The energy used to ventilate factory farm sheds adds to the carbon footprint of the livestock and poultry industries, in addition to the millions of acres of agricultural land dedicated to raising feed for them. This land is rarely seeded with a post-corn and -soybean harvest “cover crop” to serve as a carbon sink and protect and enrich the topsoil.
Communities living close to factory farms suffer a variety of health problems from the foul air being blown out of these sheds, and from the high nitrate content of animal waste spread on fields. This waste ends up in their drinking water, along with toxic algal blooms from the high phosphates. Pig and poultry factories are also sources of influenza virus epidemics and outbreaks of E. coli, salmonella and other (often antibiotic-resistant) infections in humans.
During the COVID-19 pandemic, when some slaughterhouses/processing facilities were closed down after workers contracted the disease, animals destined for slaughter were held in confinement. The delays in shipment caused much suffering.
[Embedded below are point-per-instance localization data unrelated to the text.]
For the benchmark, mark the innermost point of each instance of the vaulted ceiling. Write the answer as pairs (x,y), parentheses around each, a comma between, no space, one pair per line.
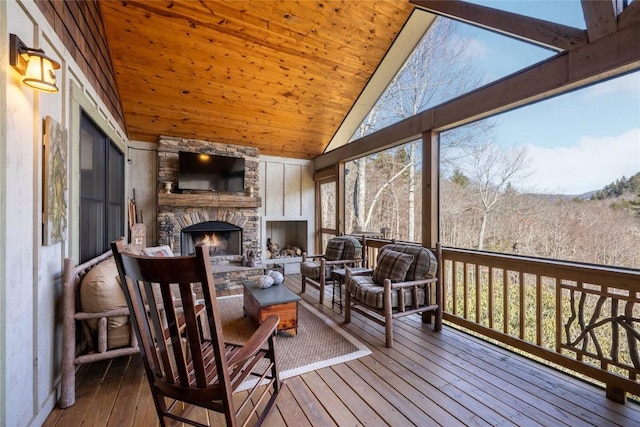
(280,76)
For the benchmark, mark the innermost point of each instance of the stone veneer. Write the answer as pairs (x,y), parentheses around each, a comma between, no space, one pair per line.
(175,217)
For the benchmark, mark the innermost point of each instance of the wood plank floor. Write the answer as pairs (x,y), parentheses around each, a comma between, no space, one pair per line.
(427,379)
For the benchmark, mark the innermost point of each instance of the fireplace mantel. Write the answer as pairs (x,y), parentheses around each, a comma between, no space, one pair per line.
(216,200)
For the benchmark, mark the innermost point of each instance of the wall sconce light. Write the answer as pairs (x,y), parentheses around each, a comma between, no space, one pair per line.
(33,64)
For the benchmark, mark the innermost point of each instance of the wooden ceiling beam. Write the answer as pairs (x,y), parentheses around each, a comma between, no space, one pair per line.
(537,31)
(629,16)
(600,17)
(610,56)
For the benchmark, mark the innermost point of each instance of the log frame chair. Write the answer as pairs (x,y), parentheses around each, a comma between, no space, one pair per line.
(405,293)
(73,316)
(192,363)
(316,269)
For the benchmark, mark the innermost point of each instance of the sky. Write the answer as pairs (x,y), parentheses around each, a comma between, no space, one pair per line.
(578,142)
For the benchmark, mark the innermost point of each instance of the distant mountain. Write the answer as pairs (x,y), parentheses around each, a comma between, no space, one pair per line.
(623,187)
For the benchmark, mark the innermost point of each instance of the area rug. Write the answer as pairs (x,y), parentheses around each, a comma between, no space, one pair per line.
(318,343)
It is my hope as a veterinarian and animal welfare and protection advocate that the public will make more informed choices in the marketplace. We must join in the transition to a more sustainable, humane and healthful plant-based diet, the producers of which need our support. They have been too long marginalized by a government that continues to support and subsidize cruel factory farms and a toxic industrial agricultural system. I voiced these concerns back in 1996 in my book “Agricide: The Hidden Farm and Food Crisis That Affects Us All,” and in my professional opinion, the crisis is now worse than ever because of climate change. But there is a glimmer of hope in the USDA’s Organic Certification program for produce and GMO-free (not genetically engineered) labeling of many consumables.
Making agriculture humane, sustainable and socially just, and helping rectify the climate crisis rather than contributing to it, is a matter of national security, economic stability, food quality, food safety and public and environmental health.